Crying is only temporary and usually only lasts for two to four sessions. Your child will not be harmed in any way or disliked for what may seem like a lack of cooperation. We are all here to help our new friends cope with this new experience through patience and care. As parents, you can help in many ways that will reassure your child and speed the learning process:
- Becoming overly anxious or concerned about your child’s crying may be interpreted by your child as a way to get extra attention from you, or a lack of faith in your their ability to handle this new experience. Realize that our instructors know that your child will eventually learn that swimming and the water are fun. They respect your child as an individual and know what his or her capabilities are.
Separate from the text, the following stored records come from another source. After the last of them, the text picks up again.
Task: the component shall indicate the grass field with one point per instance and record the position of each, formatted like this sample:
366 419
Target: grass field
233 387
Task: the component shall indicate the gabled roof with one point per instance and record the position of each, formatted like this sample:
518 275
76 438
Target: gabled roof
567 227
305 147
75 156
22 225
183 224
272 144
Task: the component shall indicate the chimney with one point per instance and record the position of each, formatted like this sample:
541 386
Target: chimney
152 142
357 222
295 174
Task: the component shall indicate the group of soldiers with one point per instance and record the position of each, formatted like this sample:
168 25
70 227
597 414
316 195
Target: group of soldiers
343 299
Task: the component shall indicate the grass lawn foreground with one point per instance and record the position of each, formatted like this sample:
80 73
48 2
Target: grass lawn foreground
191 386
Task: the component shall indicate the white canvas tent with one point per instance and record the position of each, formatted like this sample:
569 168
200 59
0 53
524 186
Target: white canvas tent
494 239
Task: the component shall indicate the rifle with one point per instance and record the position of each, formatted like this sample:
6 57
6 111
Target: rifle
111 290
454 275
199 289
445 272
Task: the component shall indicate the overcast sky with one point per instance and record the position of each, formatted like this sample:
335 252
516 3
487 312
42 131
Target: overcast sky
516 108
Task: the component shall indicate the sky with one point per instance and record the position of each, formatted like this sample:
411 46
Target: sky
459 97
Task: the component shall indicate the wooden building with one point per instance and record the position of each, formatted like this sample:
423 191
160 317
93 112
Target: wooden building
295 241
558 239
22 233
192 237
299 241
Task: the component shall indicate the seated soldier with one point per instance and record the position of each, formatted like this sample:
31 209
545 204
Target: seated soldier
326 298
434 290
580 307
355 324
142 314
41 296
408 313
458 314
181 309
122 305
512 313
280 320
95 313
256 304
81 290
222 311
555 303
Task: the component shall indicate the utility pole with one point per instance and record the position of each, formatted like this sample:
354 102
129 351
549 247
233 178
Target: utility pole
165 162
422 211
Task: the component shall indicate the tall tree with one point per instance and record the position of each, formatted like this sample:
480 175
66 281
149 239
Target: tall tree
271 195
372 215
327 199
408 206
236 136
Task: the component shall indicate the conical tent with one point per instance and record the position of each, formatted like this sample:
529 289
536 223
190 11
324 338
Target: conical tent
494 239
- After the lesson, don’t punish, criticize or try to force your child to stop crying. Act positive about the learning experience and pay very little attention to their crying.
- When your child returns home to a secure surrounding and the crying episode is mentioned, say as little as possible. Try to impress upon your child that he or she is learning something new that is very valuable and fun.
- Lastly, don’t expect too much from your child in the beginning. Remember, learning is a continuing process, so be encouraged by any improvement.
The most important thing is to remember that our instructors enjoy teaching your children to swim, so relax. We’ve encountered all behaviors from all ages and each individual response is normal and temporary. Through your confidence in them and positive attitude toward lessons, you will be helping your child adapt to this new experience and enjoy learning to swim.